Teh covered the anti-government protests in Bangkok, Thailand for The Star.

Teh covered the anti-government protests in Bangkok, Thailand for The Star.

Teh Eng Hock, bureau chief, The Star
From the bloody street protests in Bangkok to foreign diplomatic trips with the Prime Minister, Teh has covered his fair share of assignments in his eight years (and counting) as a news journalist in The Star – and it all came about after a BRATs workshop in 1998.

Teh has considered himself a part of The Star ever since. He helped out with the BRATs by facilitating workshops and organising community projects, and he also contributed articles to StarMetro.

Upon graduation, he joined The Star as a full-time reporter. He is now head of the Klang bureau.

Teh on assignment at the Macau Grand Prix in 2007.

Teh on assignment at the Macau Grand Prix in 2007.


Why did you join BRATs?

I actually thought I would get a lot of freebies, like movie passes and concert tickets. That never happened. Instead, I helped with a lot of community service programmes, which I would never have volunteered for as an individual.

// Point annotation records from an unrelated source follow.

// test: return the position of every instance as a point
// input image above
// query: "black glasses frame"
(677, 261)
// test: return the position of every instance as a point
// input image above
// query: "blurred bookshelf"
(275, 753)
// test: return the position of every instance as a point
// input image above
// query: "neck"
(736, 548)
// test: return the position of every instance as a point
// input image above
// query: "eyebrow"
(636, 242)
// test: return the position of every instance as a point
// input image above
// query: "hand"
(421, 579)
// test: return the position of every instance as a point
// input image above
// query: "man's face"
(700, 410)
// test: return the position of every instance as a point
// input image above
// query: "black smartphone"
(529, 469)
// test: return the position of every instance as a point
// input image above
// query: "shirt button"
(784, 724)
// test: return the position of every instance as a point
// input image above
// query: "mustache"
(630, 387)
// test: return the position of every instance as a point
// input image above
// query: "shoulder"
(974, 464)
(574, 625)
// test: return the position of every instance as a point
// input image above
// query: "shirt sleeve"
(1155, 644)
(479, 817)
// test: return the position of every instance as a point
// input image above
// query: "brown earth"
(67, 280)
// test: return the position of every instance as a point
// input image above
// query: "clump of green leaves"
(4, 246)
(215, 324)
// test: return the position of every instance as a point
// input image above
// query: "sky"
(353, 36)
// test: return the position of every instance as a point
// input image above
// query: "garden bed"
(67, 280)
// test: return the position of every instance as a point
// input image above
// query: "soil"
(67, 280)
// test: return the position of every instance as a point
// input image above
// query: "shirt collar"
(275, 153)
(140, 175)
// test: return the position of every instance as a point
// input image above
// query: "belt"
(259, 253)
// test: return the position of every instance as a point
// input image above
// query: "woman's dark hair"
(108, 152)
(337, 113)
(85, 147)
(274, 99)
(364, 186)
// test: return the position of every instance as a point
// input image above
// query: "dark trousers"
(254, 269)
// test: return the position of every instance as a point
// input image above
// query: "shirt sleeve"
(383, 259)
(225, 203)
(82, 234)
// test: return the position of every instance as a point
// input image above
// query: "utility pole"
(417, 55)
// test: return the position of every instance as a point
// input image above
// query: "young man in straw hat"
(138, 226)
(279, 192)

What’s the fondest memory you have from your time with BRATs?

I enjoyed getting paid for my articles. And my friends and I loved seeing our photos out in the papers. We learnt pretty quickly that Uncle Chua (Kok Hwa, a photographer who recently retired from The Star) preferred candid shots, so we would pose as naturally as possible every time he walked by. But the expeditions, trips and overnight stays are the best, as that was when these life-long bonds with some of my “bestest” friends grew.


What was the most important thing you learned through BRATs?

It is the relationships which are most important. Although many of us went overseas to study, we never drifted apart (there are plenty of BRATs in Australia, Britain and the United States). In fact, two of them – Azri Zulfadli and Choo Dee Wei – became my housemates. Our apartment became an unofficial BRATs pad for the rest, with regular visitors from our fellow BRATs. We would even go for holidays together, in a bid to recreate the BRATs year-end expeditions.


What impact did BRATs have on your life?

The fact that I came full circle and chose journalism as a career should be a powerful statement. BRATs is more than just journalism, though. It opened my eyes and ears to the diversity in opinions and mindsets in society. I understood better the struggles of the less fortunate. I saw more. I listened and I was heard. I was quite shy and introverted before I joined BRATs. Today, I am confident in offering my views and taking the lead.